Upload Progress and Cancellation
Tracking bytes received
For large uploads, users need a progress indicator. The server tracks bytes as they arrive:
busboy.on("file", (fieldName, stream, info) => {
let bytesReceived = 0;
const totalSize = parseInt(request.headers.get("content-length") ?? "0", 10);
stream.on("data", (chunk: Buffer) => {
bytesReceived += chunk.length;
// Log progress (in production, send via SSE or WebSocket)
if (totalSize > 0) {
const percent = Math.round((bytesReceived / totalSize) * 100);
console.log(`Upload progress: ${percent}% (${bytesReceived}/${totalSize})`);
}
});
}); Progress via SSE
For a real progress UI, stream progress events to the client via SSE. The client opens an SSE connection, starts the upload, and receives progress events:
// Upload progress tracking (server-side)

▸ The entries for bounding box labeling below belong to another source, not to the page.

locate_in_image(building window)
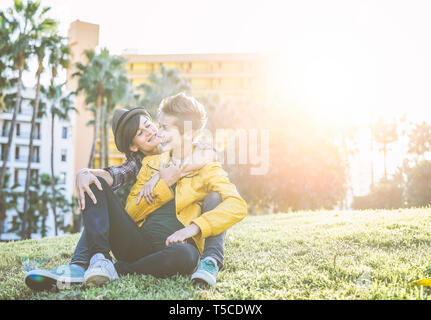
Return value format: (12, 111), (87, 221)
(58, 172), (66, 184)
(0, 143), (6, 161)
(61, 149), (67, 162)
(1, 120), (10, 137)
(30, 169), (39, 181)
(34, 122), (40, 139)
(14, 169), (26, 186)
(61, 127), (67, 139)
(15, 145), (29, 162)
(33, 146), (40, 163)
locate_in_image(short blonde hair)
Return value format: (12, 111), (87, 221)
(158, 92), (207, 134)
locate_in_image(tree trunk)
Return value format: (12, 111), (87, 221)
(22, 63), (42, 239)
(370, 135), (374, 187)
(103, 106), (111, 168)
(98, 100), (105, 168)
(0, 56), (24, 188)
(383, 144), (388, 181)
(88, 93), (102, 168)
(99, 105), (106, 168)
(51, 112), (58, 236)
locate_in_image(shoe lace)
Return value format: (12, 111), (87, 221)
(202, 259), (217, 273)
(93, 259), (110, 269)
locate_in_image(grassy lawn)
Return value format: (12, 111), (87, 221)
(0, 209), (431, 299)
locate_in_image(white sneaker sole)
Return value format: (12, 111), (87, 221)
(191, 271), (217, 287)
(84, 270), (117, 287)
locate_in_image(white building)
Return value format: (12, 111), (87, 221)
(0, 90), (74, 240)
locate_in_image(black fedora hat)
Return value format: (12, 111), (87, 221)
(112, 108), (151, 153)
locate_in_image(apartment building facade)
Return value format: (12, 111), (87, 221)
(0, 90), (75, 240)
(68, 21), (269, 173)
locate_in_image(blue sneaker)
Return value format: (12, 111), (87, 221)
(24, 264), (85, 291)
(192, 257), (218, 286)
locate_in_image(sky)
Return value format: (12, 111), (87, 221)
(0, 0), (431, 195)
(0, 0), (431, 121)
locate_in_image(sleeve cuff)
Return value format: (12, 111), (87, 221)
(192, 216), (211, 239)
(154, 179), (174, 202)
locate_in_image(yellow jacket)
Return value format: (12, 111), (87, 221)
(126, 152), (247, 253)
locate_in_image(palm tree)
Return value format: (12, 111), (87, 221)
(42, 81), (76, 235)
(100, 56), (132, 167)
(0, 173), (17, 237)
(44, 36), (72, 235)
(73, 48), (113, 168)
(408, 121), (431, 162)
(135, 65), (191, 117)
(0, 12), (17, 112)
(371, 117), (398, 180)
(23, 31), (57, 238)
(0, 0), (32, 190)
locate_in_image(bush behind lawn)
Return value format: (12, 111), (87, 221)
(0, 209), (431, 299)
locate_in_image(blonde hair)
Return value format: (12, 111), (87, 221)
(158, 92), (207, 134)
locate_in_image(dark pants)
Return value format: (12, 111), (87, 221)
(72, 177), (226, 277)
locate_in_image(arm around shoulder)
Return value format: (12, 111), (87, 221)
(192, 162), (247, 238)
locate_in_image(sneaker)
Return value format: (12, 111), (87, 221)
(24, 264), (85, 291)
(84, 253), (118, 287)
(192, 257), (218, 286)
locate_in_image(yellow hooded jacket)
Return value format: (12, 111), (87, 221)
(126, 152), (247, 253)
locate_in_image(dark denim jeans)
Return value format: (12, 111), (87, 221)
(71, 178), (226, 276)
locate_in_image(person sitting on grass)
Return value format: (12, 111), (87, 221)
(25, 94), (246, 290)
(107, 93), (247, 284)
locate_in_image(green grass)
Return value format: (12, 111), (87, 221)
(0, 209), (431, 299)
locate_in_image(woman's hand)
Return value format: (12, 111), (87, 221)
(166, 223), (201, 246)
(136, 173), (160, 205)
(159, 161), (191, 187)
(76, 169), (103, 210)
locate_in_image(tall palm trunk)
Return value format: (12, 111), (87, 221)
(22, 59), (43, 239)
(51, 112), (58, 235)
(383, 144), (388, 181)
(99, 105), (106, 168)
(370, 135), (374, 187)
(88, 90), (102, 168)
(103, 104), (111, 167)
(0, 55), (24, 189)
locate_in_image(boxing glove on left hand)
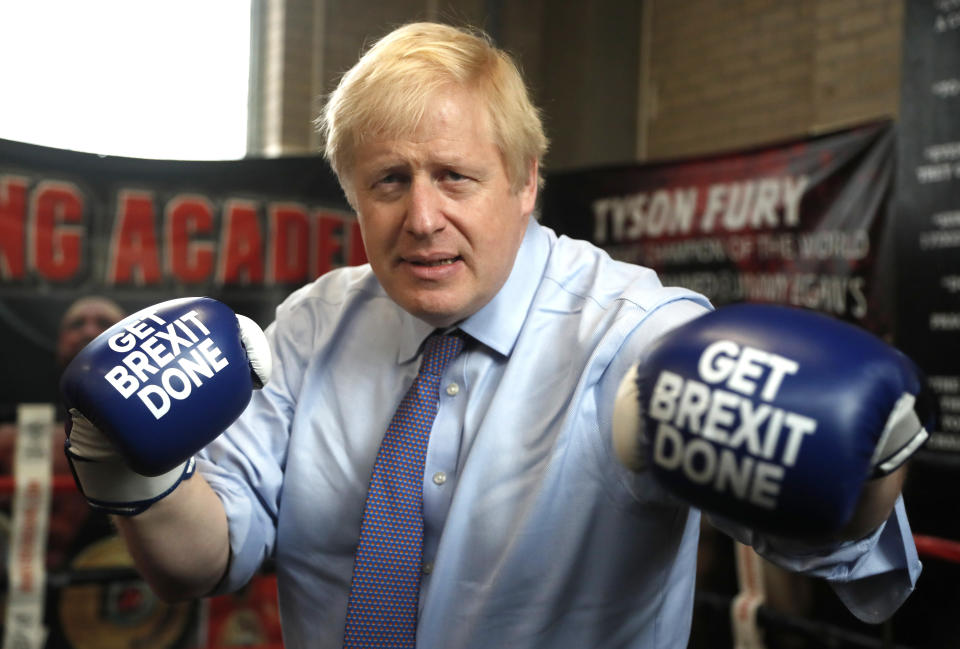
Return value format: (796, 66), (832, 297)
(61, 298), (271, 514)
(614, 304), (932, 535)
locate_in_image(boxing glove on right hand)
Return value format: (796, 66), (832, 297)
(61, 298), (271, 513)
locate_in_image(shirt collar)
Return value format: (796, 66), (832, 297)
(397, 216), (550, 363)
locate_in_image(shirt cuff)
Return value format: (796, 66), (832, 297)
(710, 497), (922, 624)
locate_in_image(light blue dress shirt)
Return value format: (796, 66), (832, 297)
(198, 215), (920, 649)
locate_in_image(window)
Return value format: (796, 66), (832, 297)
(0, 0), (250, 160)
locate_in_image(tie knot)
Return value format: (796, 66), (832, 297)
(420, 334), (463, 376)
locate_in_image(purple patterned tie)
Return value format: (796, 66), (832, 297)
(343, 335), (463, 649)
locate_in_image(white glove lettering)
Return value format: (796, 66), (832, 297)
(103, 311), (229, 419)
(648, 340), (817, 509)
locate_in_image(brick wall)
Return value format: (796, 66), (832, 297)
(251, 0), (904, 169)
(640, 0), (903, 159)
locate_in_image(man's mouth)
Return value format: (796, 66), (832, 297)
(410, 257), (460, 268)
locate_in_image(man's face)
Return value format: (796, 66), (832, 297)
(348, 88), (537, 327)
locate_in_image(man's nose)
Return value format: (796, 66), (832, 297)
(404, 177), (446, 237)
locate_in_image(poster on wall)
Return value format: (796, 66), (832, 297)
(0, 140), (366, 649)
(0, 140), (365, 420)
(895, 0), (960, 540)
(542, 123), (894, 337)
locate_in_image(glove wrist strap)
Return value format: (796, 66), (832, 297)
(65, 440), (196, 516)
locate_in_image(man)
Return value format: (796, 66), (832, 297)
(62, 24), (919, 649)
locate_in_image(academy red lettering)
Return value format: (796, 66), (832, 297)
(267, 203), (310, 283)
(0, 176), (27, 279)
(218, 201), (263, 284)
(107, 190), (161, 285)
(347, 220), (367, 266)
(313, 212), (343, 277)
(166, 195), (214, 284)
(28, 181), (83, 281)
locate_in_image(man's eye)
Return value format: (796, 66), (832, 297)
(377, 174), (403, 185)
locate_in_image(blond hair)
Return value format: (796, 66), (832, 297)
(317, 23), (548, 193)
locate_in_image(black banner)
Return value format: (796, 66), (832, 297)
(0, 140), (366, 419)
(543, 123), (894, 337)
(896, 0), (960, 540)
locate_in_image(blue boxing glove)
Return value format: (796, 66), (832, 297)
(60, 298), (271, 514)
(613, 304), (932, 535)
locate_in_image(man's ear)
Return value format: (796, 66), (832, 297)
(520, 160), (540, 216)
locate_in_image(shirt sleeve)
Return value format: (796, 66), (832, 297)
(708, 497), (922, 624)
(197, 300), (303, 593)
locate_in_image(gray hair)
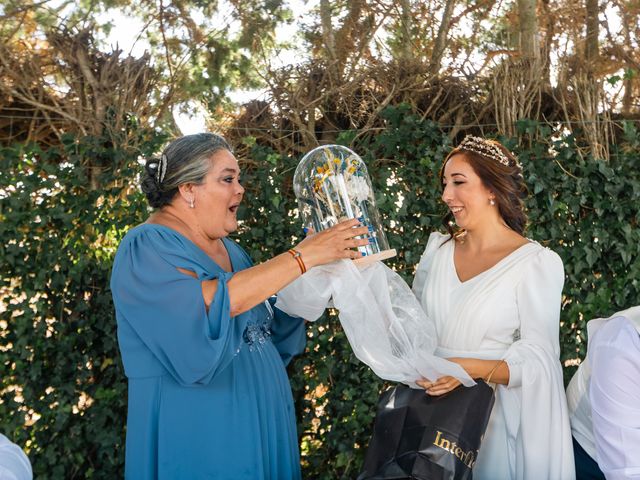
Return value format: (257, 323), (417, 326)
(142, 133), (232, 208)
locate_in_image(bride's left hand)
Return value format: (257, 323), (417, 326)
(416, 375), (461, 397)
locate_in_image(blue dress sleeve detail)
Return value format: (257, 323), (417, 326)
(269, 296), (307, 365)
(111, 228), (248, 385)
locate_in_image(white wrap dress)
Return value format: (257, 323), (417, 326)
(413, 233), (575, 480)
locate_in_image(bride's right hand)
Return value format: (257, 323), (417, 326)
(295, 218), (369, 268)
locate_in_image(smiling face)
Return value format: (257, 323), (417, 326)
(442, 153), (498, 231)
(192, 150), (244, 238)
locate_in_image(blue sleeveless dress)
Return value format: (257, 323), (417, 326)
(111, 224), (305, 480)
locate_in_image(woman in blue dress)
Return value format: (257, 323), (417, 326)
(111, 133), (367, 480)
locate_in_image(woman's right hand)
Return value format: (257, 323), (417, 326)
(295, 218), (369, 268)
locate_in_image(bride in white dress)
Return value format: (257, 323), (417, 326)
(413, 136), (575, 480)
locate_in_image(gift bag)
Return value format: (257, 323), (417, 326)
(358, 380), (495, 480)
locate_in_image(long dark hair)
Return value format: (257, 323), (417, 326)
(440, 140), (529, 242)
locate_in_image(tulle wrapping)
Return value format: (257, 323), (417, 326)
(276, 260), (475, 387)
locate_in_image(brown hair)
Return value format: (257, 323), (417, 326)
(440, 140), (528, 238)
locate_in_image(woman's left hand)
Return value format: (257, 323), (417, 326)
(416, 357), (476, 396)
(416, 376), (461, 397)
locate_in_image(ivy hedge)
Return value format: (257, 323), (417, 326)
(0, 106), (640, 480)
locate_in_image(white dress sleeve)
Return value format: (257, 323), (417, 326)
(501, 248), (575, 480)
(589, 317), (640, 480)
(0, 434), (33, 480)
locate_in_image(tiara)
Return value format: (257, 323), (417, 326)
(456, 135), (522, 169)
(156, 153), (167, 183)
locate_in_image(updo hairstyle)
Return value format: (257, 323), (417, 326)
(141, 133), (232, 208)
(440, 136), (528, 238)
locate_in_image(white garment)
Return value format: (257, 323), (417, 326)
(0, 434), (33, 480)
(567, 306), (640, 480)
(413, 233), (575, 480)
(276, 260), (475, 388)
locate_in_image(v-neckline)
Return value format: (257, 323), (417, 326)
(141, 222), (236, 273)
(451, 239), (535, 285)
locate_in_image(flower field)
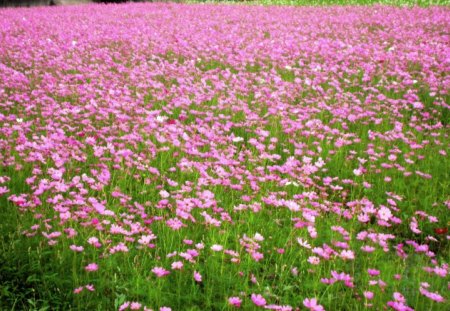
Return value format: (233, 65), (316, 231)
(0, 4), (450, 311)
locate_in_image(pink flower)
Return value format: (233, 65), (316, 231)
(251, 294), (266, 307)
(130, 302), (142, 310)
(303, 298), (325, 311)
(308, 256), (320, 265)
(84, 263), (98, 272)
(364, 291), (374, 300)
(171, 261), (183, 270)
(378, 206), (392, 221)
(228, 297), (242, 308)
(367, 269), (380, 276)
(211, 244), (223, 252)
(152, 267), (170, 278)
(194, 271), (202, 283)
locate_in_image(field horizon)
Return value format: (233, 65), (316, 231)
(0, 2), (450, 311)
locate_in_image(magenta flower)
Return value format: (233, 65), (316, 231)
(303, 298), (325, 311)
(228, 297), (242, 308)
(152, 267), (170, 278)
(251, 294), (266, 307)
(84, 263), (98, 272)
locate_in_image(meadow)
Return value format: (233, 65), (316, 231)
(0, 4), (450, 311)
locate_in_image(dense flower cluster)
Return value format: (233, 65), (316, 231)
(0, 4), (450, 310)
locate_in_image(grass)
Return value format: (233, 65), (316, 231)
(0, 1), (450, 310)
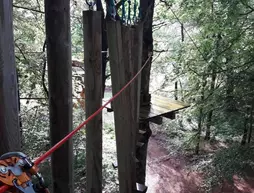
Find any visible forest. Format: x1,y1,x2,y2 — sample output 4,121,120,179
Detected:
0,0,254,193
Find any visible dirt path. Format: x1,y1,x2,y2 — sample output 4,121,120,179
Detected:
147,137,201,193
146,137,254,193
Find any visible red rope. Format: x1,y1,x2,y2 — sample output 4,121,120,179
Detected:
0,56,151,193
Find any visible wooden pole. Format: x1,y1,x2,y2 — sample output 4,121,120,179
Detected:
83,11,102,193
107,21,136,193
107,21,143,193
45,0,73,193
0,0,21,155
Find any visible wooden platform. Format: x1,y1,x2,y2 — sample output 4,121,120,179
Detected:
103,95,190,124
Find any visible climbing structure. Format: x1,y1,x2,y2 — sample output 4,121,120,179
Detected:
104,1,188,193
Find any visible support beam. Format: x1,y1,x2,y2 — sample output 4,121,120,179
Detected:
107,21,141,193
45,0,73,193
0,0,21,155
83,11,103,193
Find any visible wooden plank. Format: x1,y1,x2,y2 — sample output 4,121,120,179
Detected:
151,95,190,110
107,21,136,193
45,0,74,193
83,11,103,193
0,0,21,155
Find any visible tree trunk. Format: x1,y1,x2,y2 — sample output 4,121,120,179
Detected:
205,70,216,141
0,0,21,155
175,81,178,100
96,0,108,97
248,102,254,143
45,0,73,193
195,76,207,154
241,107,250,145
136,0,155,184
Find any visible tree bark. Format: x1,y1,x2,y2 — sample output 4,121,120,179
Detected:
195,76,207,154
83,11,102,193
241,107,250,145
205,70,216,141
0,0,21,155
248,102,254,143
96,0,108,96
136,0,155,184
45,0,73,193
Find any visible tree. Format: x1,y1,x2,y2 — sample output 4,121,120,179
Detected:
45,0,73,193
137,0,155,184
0,0,21,155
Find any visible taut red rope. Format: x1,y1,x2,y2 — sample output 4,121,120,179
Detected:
0,56,151,193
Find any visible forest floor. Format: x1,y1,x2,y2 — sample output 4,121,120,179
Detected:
146,135,254,193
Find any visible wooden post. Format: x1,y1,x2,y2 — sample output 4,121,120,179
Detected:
45,0,73,193
0,0,20,155
83,11,102,193
107,21,136,193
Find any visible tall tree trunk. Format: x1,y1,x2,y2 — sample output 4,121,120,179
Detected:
136,0,155,184
96,0,108,97
195,76,207,154
205,70,216,140
241,107,250,145
248,102,254,143
175,81,178,100
0,0,21,155
45,0,73,193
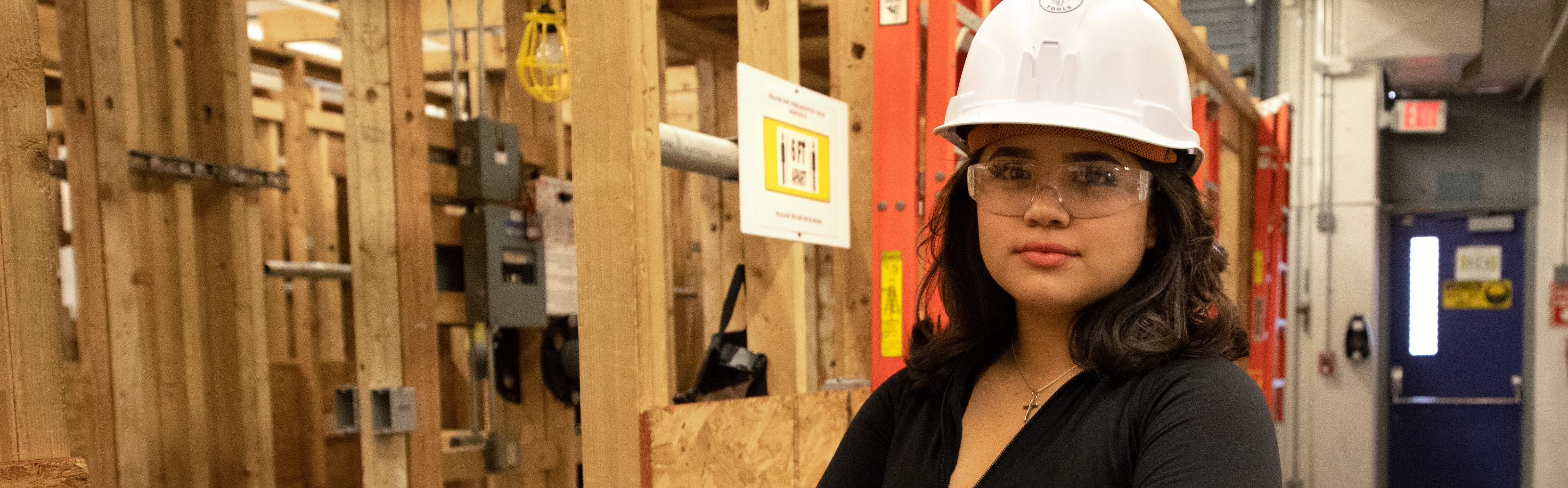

const uploadProgress = new Map<string, { received: number; total: number }>();
// The upload route sets progress
route.post("/files", {
resolve: async (c) => {
const uploadId = crypto.randomUUID();
const total = parseInt(c.request.headers.get("content-length") ?? "0", 10);
uploadProgress.set(uploadId, { received: 0, total });
// ... in the busboy file handler:
stream.on("data", (chunk: Buffer) => {
const progress = uploadProgress.get(uploadId);
if (progress) progress.received += chunk.length;
});
// Clean up on completion
// uploadProgress.delete(uploadId);
return Response.json({ id: fileId, uploadId }, { status: 201 });
},
});
// SSE endpoint for progress
route.get("/uploads/:uploadId/progress", {
resolve: (c) => {
const uploadId = c.params.uploadId;
const stream = new ReadableStream({
start(controller) {
const interval = setInterval(() => {
const progress = uploadProgress.get(uploadId);
if (!progress) {
controller.enqueue(`data: ${JSON.stringify({ status: "complete" })}\n\n`);
clearInterval(interval);
controller.close();
return;
}
const percent =
progress.total > 0 ? Math.round((progress.received / progress.total) * 100) : 0;
controller.enqueue(
`data: ${JSON.stringify({ percent, received: progress.received, total: progress.total })}\n\n`,
);
}, 500);
},
});
return new Response(stream, {
headers: {
"content-type": "text/event-stream",
"cache-control": "no-cache",
},
});
},
}); Client-side progress with fetch
Modern browsers track upload progress with XMLHttpRequest (not fetch, which does not support upload progress):
// Client-side
function uploadFile(file: File, onProgress: (percent: number) => void): Promise<any> {
return new Promise((resolve, reject) => {
const xhr = new XMLHttpRequest();
const formData = new FormData();
formData.append("file", file);
xhr.upload.onprogress = (event) => {
if (event.lengthComputable) {
const percent = Math.round((event.loaded / event.total) * 100);
onProgress(percent);
}
};
xhr.onload = () => {
if (xhr.status >= 200 && xhr.status < 300) {
resolve(JSON.parse(xhr.responseText));
} else {
reject(new Error(xhr.responseText));
}
};
xhr.onerror = () => reject(new Error("Upload failed"));
xhr.open("POST", "/files");
xhr.send(formData);
});
} [!NOTE] The
fetchAPI does not support upload progress tracking as of early 2025. UseXMLHttpRequestfor upload progress or the server-side SSE approach.
Cancellation
The client can abort an upload mid-stream:
// Client-side with XMLHttpRequest
const xhr = new XMLHttpRequest();
// ... setup ...
xhr.send(formData);
// Cancel after 5 seconds
setTimeout(() => xhr.abort(), 5000); On the server, the request body stream will end abruptly. The busboy close event fires, and any partial file should be cleaned up:
busboy.on("close", () => {
if (!savedFile) {
// Upload was cancelled or incomplete — clean up any partial file
if (writeStream) writeStream.destroy();
if (tempFilePath) {
try {
unlinkSync(tempFilePath);
} catch {}
}
}
}); Exercises
Exercise 1: Add byte counting to the upload route. Upload a file and watch the progress logs.
Exercise 2: Implement the SSE progress endpoint. Upload a large file while polling the progress endpoint from another terminal.
Exercise 3: Start an upload and abort it midway (with xhr.abort() or by killing the curl process). Verify the partial file is cleaned up from disk.
Why can't the fetch API track upload progress?